Sunday, March 03, 2013

Our primitive Catholic, pseudo-Gaelic State laid foundations for Magdalenes (Opinion)

http://i2.wp.com/blog.gaycatholicpriests.org/wp-content/uploads/2013/02/Magdalene-Laundries.jpgTHERE has, very properly, been a great deal of national soul-searching and agonising over the scandal of the Magdalene Laundries.

But if you want the best explanation for the very existence of the laundries, it is in a book that doesn't mention them at all, Bill McCormack's stunningly brilliant 'Dublin 1916: The French Connection'. 

 This work, through quite outstandingly original scholarship, proposes that the revolutionaries of 1916 were most powerfully influenced by a virulent and nationalistic form of Catholicism which had emerged in France in the late 19th Century.
So, what the men and women of 1916 set out to do was precisely what was then achieved in independent Ireland. Unquestioned authority over both education and health was freely handed over to the Catholic religious orders, and nobody, but nobody, was in any doubt about how those orders behaved.

The Magdalene Laundries were not some departure from the underlying spirit of 1916, they were its very embodiment. This placed authority above mercy; power above charity; submission above freedom; consensus above individuality.

The Irish State and the Irish people were thus in thrall to a militant, ultramontane Catholicism – a thraldom that was both voluntary and mandatory, a prison cell made with the willing labour of the prisoners. Perhaps no other democratic society in the world has so totally surrendered its key functions to religious orders, as well as allowing the Catholic Church to inform its entire legal ethos.

When the film censor Frank Hall – now perversely celebrated as a secular hero of RTE television – banned 'Monty Python's Life of Brian', he scribbled the explanatory note: "Contradicts teaching of the church." That was not 1929, that was 1979.

The politicians that made this State were, without exception, all veterans of 1916. The vision they implemented was the one that had taken them to the GPO in the first place. What kind of charity could you expect from the gunmen who turned the South Dublin Union, full of nurses minding the sick and the impoverished, into a fortress? Or from their colleagues who shot down the unarmed across the streets of Dublin? They had belief: the lives of those who did not agree with them, the non-believers, really didn't count.

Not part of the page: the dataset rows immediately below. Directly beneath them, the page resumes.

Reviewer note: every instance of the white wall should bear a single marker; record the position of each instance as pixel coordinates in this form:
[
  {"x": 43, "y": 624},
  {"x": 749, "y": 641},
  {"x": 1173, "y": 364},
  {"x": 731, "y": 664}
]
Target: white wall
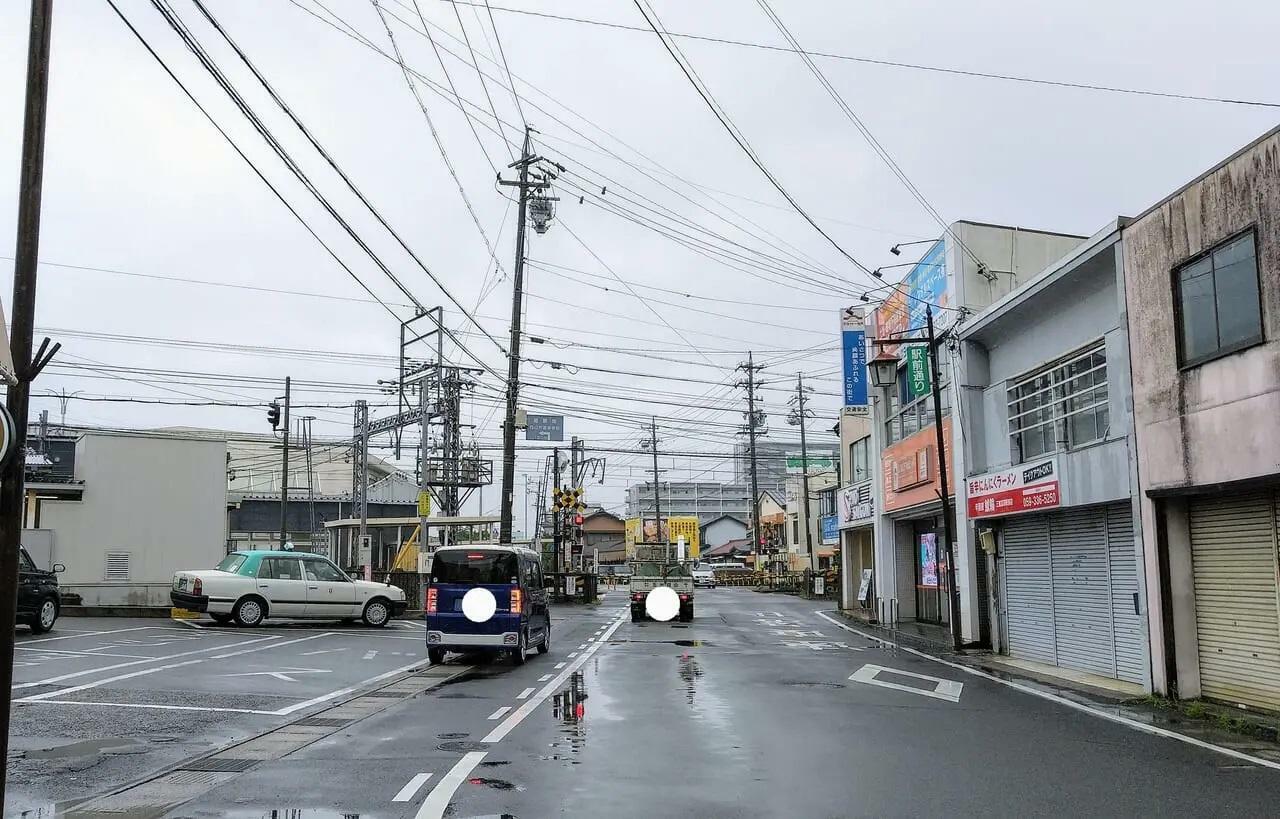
[{"x": 163, "y": 500}]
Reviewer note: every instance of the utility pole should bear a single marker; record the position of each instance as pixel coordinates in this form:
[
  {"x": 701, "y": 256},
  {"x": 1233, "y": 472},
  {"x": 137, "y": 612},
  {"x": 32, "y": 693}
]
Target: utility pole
[
  {"x": 799, "y": 417},
  {"x": 526, "y": 182},
  {"x": 26, "y": 257},
  {"x": 284, "y": 471},
  {"x": 952, "y": 591},
  {"x": 752, "y": 430}
]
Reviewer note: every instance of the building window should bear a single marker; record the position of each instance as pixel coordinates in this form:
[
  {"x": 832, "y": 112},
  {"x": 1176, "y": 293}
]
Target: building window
[
  {"x": 859, "y": 460},
  {"x": 1063, "y": 406},
  {"x": 1219, "y": 307}
]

And so it was in the state they created, a harshness and an intolerance that exactly echoed the vicious Catholicism of the French extreme-right, which of course had given the world the Dreyfus Affair. Indeed, the religious glorification of France and its martyrs is strangely familiar to students of the Irish history. As Bill McCormack notes: "The rhetoric of blood sacrifice that Pearse employed in verse and prose is far closer in every respect to (the French right-wing Catholics) Barres, Peguy and Sorel than it is to Tone, Davis, Mitchell of Parnell."

Socialist revisionists (including virtually all his biographers) have chosen to see James Connolly as the secular exception to the overwhelmingly Catholic and Consecratory nature of 1916. This is wishful thinking. Connolly had all the devout intolerance of a Catholic bigot. 

In 1911, he lived in South Lotts Road in Dublin, along with about 120 other families – around 40pc Protestant, 60pc Catholic. It is one of the many triumphs of the "republican" cause that within a generation, most of the Protestants would have vanished.

Similarly, converting the institutions of the new state to Catholicism was clearly the goal of the veterans of 1916. The lower middle-class clerks and the landless younger sons of small farmers had a vision, and they followed it. The post-independence institutions of Ireland did not just happen, but resulted from the implementation of a generally agreed political will.
The outcome was a primitive Catholic, pseudo-Gaelic state, in which both dissent or "immorality" were savagely punished, within an all-pervading culture of physical violence. 

So the Magdalene Laundries and the industrial schools were in their own way the very quintessence of post-independence Ireland, one that even followed the children of exiles who fled these barren shores.

The most searing works of the English playwright Mary O'Malley are based on the brutality of the Irish nuns who educated her. Dusty Springfield, aka Mary O'Brien, similarly rejected her own Irishness, largely because of the sadism she experienced in her convent school in London. Indeed, the most violent teachers in my English childhood were, I'm sorry to say, usually Irish.

To apologise to the victims of the Magdalene Laundries today, and then to proclaim the glories of 1916 tomorrow, is as hypocritical as deploring 9/11 one day and praising the good intentions of Osama bin Laden the day after. Which of course doesn't mean it won't happen: after all, we do sanctimonious hypocrisy pretty well, when required.